Mastercard, one of the world’s largest credit card payment processors, has patented a method of linking blockchain based assets such as cryptocurrency e.g. Bitcoin, to accounts based in a fiat currency such as Dollars, Pound Sterling etc.
Mastercard Patent Details
The patent document outlines a method for storing fiat currency in a main account and associating that to a blockchain currency in a secondary account.
The document highlights the fact that consumers are reluctant to use crypto as a payment method due to the fact that there is a lack of understanding as to how the blockchain works. For example, people are generally accepting and used to major financial institutions holding their money. However, blockchain based currencies like Bitcoin, are decentralized with no single entity effectively in charge of it.
Cryptocurrencies are held in an electronic wallet and in theory can only be accessed by someone who has the electronic address details. The hidden and anonymous aspect of crypto means that if these credentials are lost, so is the amount of cryptocurrency held in that wallet. You cannot access the funds via normal, everyday identity methods.
It appears as though Mastercard, through the technology outlined in this patent, aims to change all that. Consumers may be more willing to use Bitcoin etc. if it is managed via a larger, more well-known financial institution like Mastercard.

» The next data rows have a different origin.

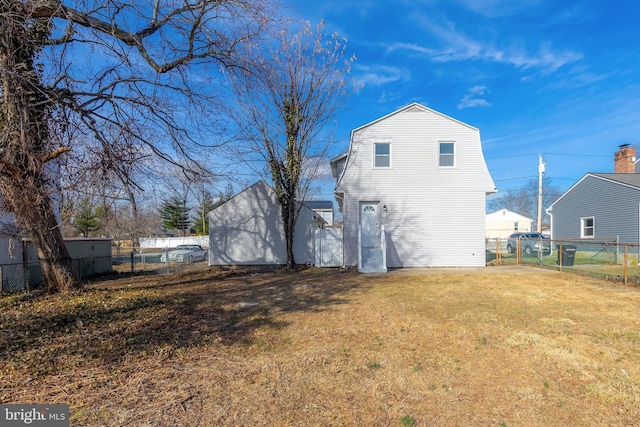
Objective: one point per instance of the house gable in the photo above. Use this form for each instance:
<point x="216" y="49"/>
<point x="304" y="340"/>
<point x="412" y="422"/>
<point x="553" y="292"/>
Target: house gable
<point x="433" y="214"/>
<point x="612" y="200"/>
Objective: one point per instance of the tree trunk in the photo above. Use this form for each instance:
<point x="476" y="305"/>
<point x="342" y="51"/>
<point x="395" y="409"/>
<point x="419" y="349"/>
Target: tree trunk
<point x="288" y="209"/>
<point x="32" y="205"/>
<point x="24" y="148"/>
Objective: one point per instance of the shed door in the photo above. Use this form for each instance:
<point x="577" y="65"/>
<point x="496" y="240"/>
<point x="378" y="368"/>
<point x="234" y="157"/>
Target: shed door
<point x="369" y="224"/>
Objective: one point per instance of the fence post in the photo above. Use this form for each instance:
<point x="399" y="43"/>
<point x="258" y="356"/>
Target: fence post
<point x="166" y="257"/>
<point x="560" y="256"/>
<point x="626" y="265"/>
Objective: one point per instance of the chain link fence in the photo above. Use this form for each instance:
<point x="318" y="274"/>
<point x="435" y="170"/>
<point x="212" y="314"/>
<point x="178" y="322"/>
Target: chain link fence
<point x="606" y="259"/>
<point x="160" y="260"/>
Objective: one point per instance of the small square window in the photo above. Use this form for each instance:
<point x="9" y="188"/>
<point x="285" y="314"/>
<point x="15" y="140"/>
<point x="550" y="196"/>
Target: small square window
<point x="446" y="154"/>
<point x="587" y="227"/>
<point x="381" y="155"/>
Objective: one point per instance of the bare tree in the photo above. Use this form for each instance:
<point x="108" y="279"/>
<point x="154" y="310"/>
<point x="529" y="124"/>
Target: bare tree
<point x="524" y="200"/>
<point x="89" y="64"/>
<point x="298" y="85"/>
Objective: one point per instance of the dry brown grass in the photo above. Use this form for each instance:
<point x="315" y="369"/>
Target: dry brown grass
<point x="503" y="346"/>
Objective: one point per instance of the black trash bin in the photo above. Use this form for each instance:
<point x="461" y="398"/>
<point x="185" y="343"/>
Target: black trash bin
<point x="568" y="254"/>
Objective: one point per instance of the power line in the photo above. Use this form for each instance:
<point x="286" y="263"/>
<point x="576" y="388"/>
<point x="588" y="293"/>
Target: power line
<point x="513" y="155"/>
<point x="576" y="155"/>
<point x="513" y="179"/>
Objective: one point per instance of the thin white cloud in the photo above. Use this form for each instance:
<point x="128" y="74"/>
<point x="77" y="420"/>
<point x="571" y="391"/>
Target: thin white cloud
<point x="496" y="8"/>
<point x="378" y="75"/>
<point x="471" y="99"/>
<point x="456" y="46"/>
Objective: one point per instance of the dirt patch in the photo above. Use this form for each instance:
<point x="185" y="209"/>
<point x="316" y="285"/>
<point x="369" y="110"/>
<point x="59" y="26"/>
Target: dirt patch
<point x="324" y="347"/>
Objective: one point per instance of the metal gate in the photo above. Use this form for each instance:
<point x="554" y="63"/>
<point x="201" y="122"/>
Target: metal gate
<point x="328" y="247"/>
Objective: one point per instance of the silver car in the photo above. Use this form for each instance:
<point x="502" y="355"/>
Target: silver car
<point x="185" y="253"/>
<point x="529" y="243"/>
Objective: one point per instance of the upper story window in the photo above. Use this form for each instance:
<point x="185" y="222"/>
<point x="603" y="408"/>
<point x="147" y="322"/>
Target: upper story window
<point x="587" y="227"/>
<point x="381" y="155"/>
<point x="446" y="155"/>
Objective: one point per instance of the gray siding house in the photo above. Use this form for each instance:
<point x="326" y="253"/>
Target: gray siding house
<point x="600" y="206"/>
<point x="248" y="230"/>
<point x="412" y="191"/>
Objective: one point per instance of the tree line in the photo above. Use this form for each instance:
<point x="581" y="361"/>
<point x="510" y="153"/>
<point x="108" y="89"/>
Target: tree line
<point x="99" y="99"/>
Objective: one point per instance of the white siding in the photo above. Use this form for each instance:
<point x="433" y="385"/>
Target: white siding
<point x="501" y="224"/>
<point x="435" y="216"/>
<point x="248" y="230"/>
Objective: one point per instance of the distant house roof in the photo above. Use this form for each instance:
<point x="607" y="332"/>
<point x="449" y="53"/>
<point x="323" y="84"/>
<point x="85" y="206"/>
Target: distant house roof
<point x="625" y="179"/>
<point x="632" y="179"/>
<point x="318" y="204"/>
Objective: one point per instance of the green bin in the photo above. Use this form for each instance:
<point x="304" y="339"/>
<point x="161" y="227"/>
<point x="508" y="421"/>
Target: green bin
<point x="566" y="253"/>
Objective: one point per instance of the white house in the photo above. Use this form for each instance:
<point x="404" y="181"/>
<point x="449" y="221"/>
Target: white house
<point x="412" y="190"/>
<point x="248" y="230"/>
<point x="501" y="223"/>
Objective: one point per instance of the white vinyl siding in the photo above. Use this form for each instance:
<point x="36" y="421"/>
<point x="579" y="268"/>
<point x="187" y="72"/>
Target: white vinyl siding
<point x="587" y="227"/>
<point x="447" y="154"/>
<point x="248" y="230"/>
<point x="425" y="203"/>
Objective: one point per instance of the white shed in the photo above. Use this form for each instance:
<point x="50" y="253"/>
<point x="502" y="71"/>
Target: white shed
<point x="248" y="230"/>
<point x="500" y="224"/>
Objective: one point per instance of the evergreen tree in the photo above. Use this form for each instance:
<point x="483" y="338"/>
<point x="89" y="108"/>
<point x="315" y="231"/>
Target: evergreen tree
<point x="175" y="215"/>
<point x="86" y="219"/>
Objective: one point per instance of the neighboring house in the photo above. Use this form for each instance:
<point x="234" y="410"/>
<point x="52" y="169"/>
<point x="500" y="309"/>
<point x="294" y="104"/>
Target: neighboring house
<point x="601" y="206"/>
<point x="420" y="176"/>
<point x="247" y="229"/>
<point x="502" y="223"/>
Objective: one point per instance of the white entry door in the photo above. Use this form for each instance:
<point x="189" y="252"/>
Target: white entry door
<point x="369" y="224"/>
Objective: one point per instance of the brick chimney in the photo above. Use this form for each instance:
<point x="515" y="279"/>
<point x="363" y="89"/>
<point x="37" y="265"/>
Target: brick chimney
<point x="624" y="159"/>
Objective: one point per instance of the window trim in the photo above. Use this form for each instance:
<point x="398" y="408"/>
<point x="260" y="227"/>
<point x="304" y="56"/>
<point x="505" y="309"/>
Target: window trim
<point x="583" y="227"/>
<point x="453" y="155"/>
<point x="375" y="156"/>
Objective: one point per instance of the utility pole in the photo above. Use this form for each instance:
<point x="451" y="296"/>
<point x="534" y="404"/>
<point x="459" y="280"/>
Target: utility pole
<point x="541" y="166"/>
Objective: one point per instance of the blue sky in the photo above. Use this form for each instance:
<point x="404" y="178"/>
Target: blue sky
<point x="559" y="79"/>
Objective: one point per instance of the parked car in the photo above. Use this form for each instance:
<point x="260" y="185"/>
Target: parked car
<point x="529" y="243"/>
<point x="185" y="253"/>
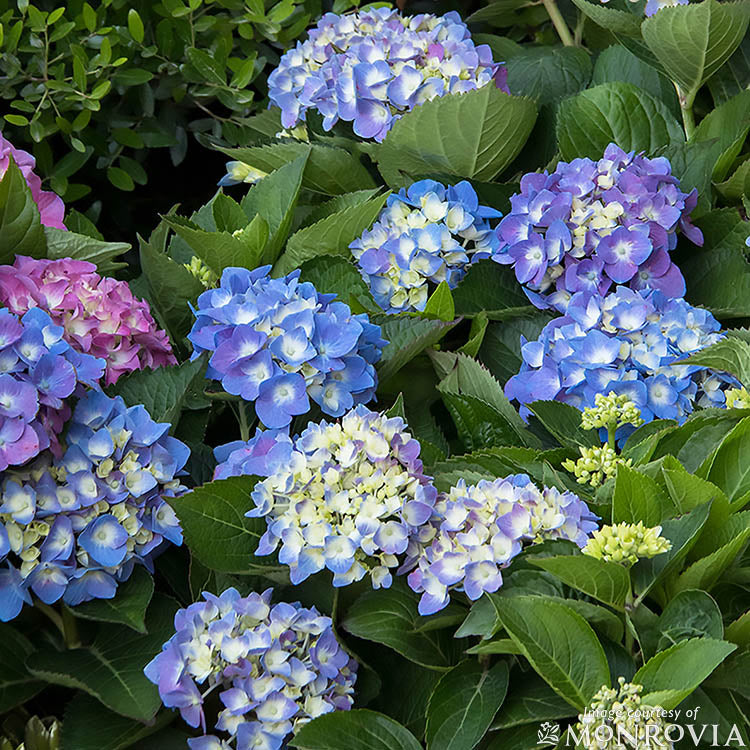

By far the largest and most known about cryptocurrency is Bitcoin with an eye-watering market cap of around $125 billion. By now, everyone will have heard about its meteoric rise from pennies up to around $20,000 (about £15,000) in a matter of months. This was followed by the inevitable crash from its peak in December 2017 to less than $6,000 (£4,600) in June 2018, a fall of about 70% in just six months.
The people that got in on the ground floor when it was relatively unheard of made millions and possibly billions. However, the volatile nature of it has left ordinary consumers extremely wary.
This unease about wild price fluctuations together with the various stories of people losing coins, hacking issues and just the general complexity that is perceived around its use, has not led to mass adoption by retailers and consumers alike.
There are still a number of hurdles to get through. Cryptos such as Bitcoin, Ethereum and other so called alt coins are not regulated in the same way as regular currencies are, not backed up by any government guarantee and have a hidden nature about them.
These issues may, at some point, start to alarm governments and central banks if the use of them becomes more widespread. The introduction of regulation could cause further significant price fluctuations and put an end to the whole philosophy behind the crypto movement.
For now, the crypto craze seems confined to traders looking to make a quick profit by exchanging their cryptocurrency back into regular fiat money after playing the market.
However, the fact that a mammoth sized and accepted institution like Mastercard is now in the game, perhaps means that crypto is set to be more mainstream.